The evolution from a single-node hash table to a globally distributed managed service mirrors the history of distributed systems research -- each step added a capability and introduced new complexity.

1

Single-node hash table

In-memory hash map on one server. O(1) lookups, fast but limited by RAM (typically < 64 GB). No durability -- data lost on process crash. No replication -- single point of failure. Sufficient for caching, but not for a database. This is where memcached lives.

2

Dynamo paper (2007) -- consistent hashing + vector clocks

Amazon's internal Dynamo system. Consistent hashing with virtual nodes distributes keys across a ring of physical nodes. Vector clocks track causality and detect conflicts from concurrent writes. Sloppy quorum + hinted handoff prioritize availability over consistency (AP in CAP). Merkle trees detect replica divergence for anti-entropy repair.

3

DynamoDB -- managed, auto-partitioned

Fully managed service launched in 2012. Automatic partition splitting based on size (10 GB) and throughput (1K WCU / 3K RCU). Dropped vector clocks -- single leader per partition with Paxos-based leader election simplifies consistency model. Provisioned capacity with manual scaling.

4

Adaptive capacity + on-demand mode (2018)

Adaptive capacity intelligently redistributes unused throughput from cold partitions to hot ones in real time. On-demand mode (pay-per-request) eliminates capacity planning entirely -- table scales from zero to millions of requests per second instantly.
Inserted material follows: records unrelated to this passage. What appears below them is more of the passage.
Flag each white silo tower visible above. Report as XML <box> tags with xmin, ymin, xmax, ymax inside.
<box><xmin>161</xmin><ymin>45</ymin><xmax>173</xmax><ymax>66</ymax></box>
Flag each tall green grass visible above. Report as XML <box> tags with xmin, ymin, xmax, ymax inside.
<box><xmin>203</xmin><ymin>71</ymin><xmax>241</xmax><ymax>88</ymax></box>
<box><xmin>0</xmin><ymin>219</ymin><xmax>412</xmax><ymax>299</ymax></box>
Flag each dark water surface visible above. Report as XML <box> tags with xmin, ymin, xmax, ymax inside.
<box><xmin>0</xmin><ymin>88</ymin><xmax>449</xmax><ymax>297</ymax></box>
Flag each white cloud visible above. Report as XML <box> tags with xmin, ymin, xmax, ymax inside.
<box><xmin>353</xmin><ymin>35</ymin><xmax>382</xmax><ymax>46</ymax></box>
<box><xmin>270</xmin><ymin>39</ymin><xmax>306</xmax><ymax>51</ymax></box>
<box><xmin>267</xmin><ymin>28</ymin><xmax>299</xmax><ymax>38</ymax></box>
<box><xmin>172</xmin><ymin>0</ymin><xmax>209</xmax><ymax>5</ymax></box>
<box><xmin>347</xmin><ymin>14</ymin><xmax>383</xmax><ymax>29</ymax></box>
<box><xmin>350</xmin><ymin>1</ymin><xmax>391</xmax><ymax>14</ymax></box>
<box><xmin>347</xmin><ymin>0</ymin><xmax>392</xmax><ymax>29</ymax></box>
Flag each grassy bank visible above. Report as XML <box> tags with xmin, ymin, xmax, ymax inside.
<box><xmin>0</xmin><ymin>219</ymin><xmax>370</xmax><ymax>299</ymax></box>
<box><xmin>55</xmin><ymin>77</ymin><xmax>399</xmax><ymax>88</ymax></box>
Auto-scaling with target tracking for provisioned mode.

5

Global tables + PITR + export-to-S3

Multi-region active-active replication via global tables with last-writer-wins conflict resolution. Point-in-time recovery (continuous backups, restore to any second in the last 35 days). Native export to S3 for analytics -- reads from snapshots, zero impact on live table throughput. PartiQL support for SQL-like queries.